Google has long come under fire for its revenue-sharing agreements with smartphone brands, with charges that these deals limit competition from rival services. Now, a Google employee has argued that these agreements are actually meant to help Android phones fight iOS.
Google employee Jamie Rosenberg testified in the company’s defense during its antitrust trial, Bloomberg reported. Rosenberg asserted that Google’s revenue-sharing agreements with smartphone brands and carrier partners provide resources to help Android OEMs fight Apple’s iPhones.
Google’s defense of search deals
The company’s deals see it sharing search engine revenue with smartphone makers and carriers, and the employee claims these payouts help partners promote and maintain Android products (e.g. security updates).
Rosenberg said Google has since changed its approach with US mobile networks. It still offers a revenue-sharing deal but now also offers cash to companies to motivate them to sell more Android handsets.
Google also split its revenue-sharing agreement with Samsung into three separate deals in 2020, Rosenberg testified, focused on search, services, and marketing. He confirmed the latter agreement was contingent on Google being the exclusive search provider, though.
“All of these are about making the devices more competitive with iOS,” the Google employee argued.
Does paying Apple form part of this defense?
We can understand if Google pays carriers to sell more Android phones. After all, it’s not unheard of for Android OEMs to pay carrier/retailer employees for selling their phones. But Google’s revenue-sharing deals for search seem at odds with this defense.

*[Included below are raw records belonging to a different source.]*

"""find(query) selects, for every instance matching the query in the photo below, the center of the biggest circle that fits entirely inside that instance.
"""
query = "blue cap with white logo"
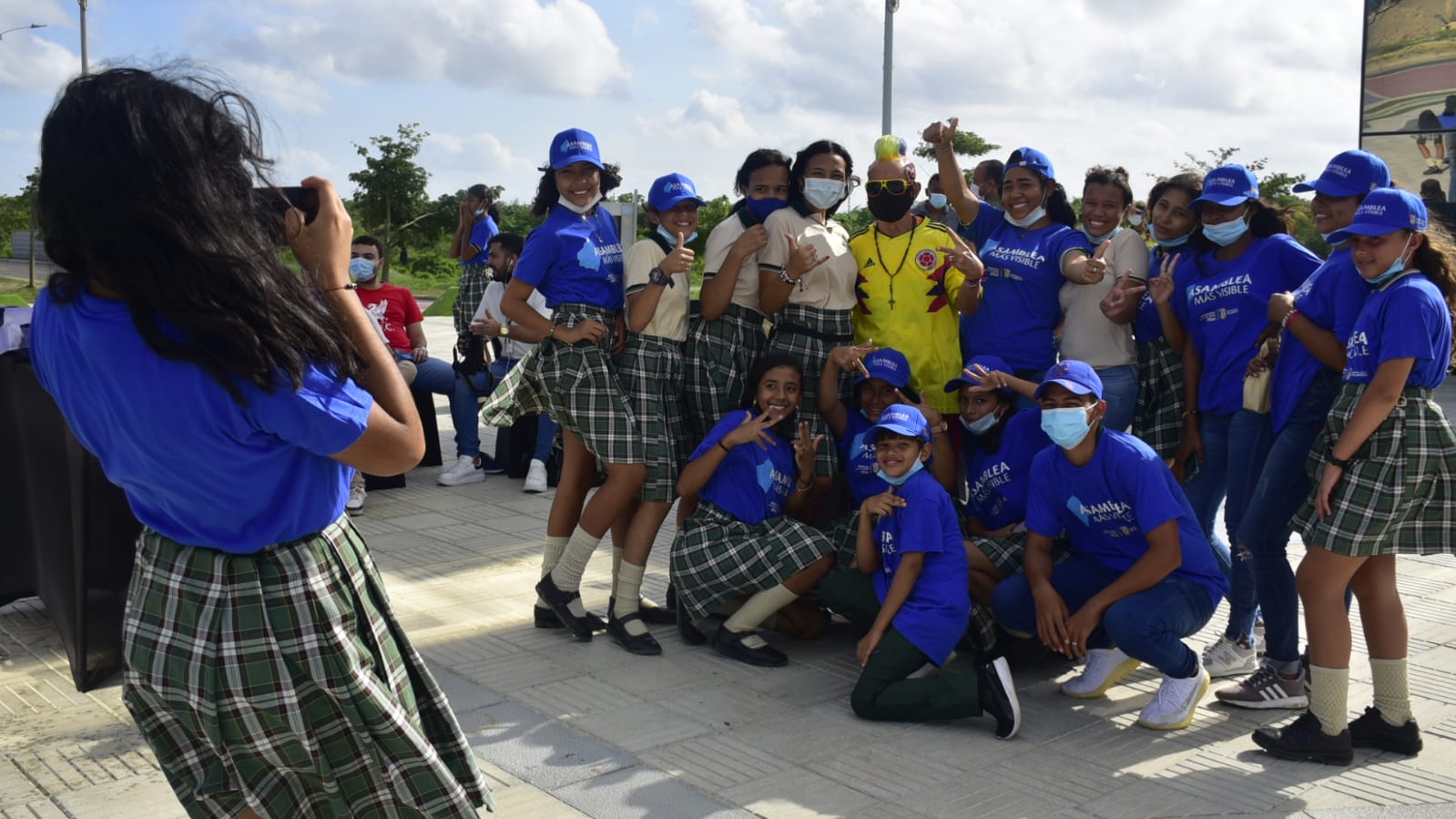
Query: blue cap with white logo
(574, 145)
(1385, 210)
(1229, 185)
(670, 189)
(900, 418)
(1030, 159)
(1076, 376)
(887, 364)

The Justice Department argues in its antitrust trial that Google pays Apple and Android OEMs to be the default search engine, therefore stymying competition from rival search engines.
Would you stop using Google if it wasn't the default search engine?

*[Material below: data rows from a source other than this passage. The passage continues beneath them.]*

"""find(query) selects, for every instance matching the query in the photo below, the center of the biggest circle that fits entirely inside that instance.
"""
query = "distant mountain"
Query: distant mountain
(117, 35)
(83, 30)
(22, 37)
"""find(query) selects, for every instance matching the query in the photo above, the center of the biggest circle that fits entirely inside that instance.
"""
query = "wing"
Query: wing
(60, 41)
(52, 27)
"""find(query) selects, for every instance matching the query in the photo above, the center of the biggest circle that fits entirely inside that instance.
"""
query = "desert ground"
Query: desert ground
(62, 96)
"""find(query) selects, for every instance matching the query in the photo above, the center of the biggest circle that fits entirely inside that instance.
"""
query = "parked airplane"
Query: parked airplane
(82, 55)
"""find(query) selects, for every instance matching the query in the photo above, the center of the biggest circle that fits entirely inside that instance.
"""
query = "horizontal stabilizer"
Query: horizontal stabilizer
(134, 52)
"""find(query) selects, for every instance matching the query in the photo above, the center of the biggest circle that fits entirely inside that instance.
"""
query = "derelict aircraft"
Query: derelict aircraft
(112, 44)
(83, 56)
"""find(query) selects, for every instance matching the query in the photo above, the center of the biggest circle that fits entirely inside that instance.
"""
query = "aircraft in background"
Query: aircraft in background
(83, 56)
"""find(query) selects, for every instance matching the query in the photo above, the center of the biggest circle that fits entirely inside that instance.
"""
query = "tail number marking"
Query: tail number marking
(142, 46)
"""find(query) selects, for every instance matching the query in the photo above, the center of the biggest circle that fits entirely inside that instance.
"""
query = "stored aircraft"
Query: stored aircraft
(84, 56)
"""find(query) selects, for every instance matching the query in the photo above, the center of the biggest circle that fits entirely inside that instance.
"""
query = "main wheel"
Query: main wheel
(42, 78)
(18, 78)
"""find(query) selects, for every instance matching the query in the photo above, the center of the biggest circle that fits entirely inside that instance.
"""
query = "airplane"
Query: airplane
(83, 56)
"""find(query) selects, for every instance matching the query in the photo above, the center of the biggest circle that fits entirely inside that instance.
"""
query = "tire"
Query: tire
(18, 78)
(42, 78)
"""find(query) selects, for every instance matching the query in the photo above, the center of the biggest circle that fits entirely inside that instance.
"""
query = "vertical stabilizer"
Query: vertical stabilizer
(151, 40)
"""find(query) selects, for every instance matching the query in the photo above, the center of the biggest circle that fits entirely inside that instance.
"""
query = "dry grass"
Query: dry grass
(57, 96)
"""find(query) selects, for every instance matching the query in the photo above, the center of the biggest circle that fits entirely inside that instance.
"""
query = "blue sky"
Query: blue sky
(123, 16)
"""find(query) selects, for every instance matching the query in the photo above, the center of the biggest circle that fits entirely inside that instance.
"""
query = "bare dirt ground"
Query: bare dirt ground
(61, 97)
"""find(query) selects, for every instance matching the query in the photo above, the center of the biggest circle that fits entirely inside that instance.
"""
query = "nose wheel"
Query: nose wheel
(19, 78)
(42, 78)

It’s particularly noteworthy that Google also pays Apple as part of these revenue-sharing deals. Surely Google isn’t paying the iPhone maker to make Android devices “more competitive with iOS”? After all, giving billions to Apple for an iOS deal would more likely help Apple rather than Android OEMs.
Rosenberg also confirmed that it doesn’t have revenue-sharing deals for search in Europe following an EU ruling against the company. This doesn’t seem to have adversely affected Android’s fortunes in the bloc, as Samsung beat Apple to the top spot in Q2 2023, with Apple only accounting for 23% of shipments versus Samsung’s 33% share.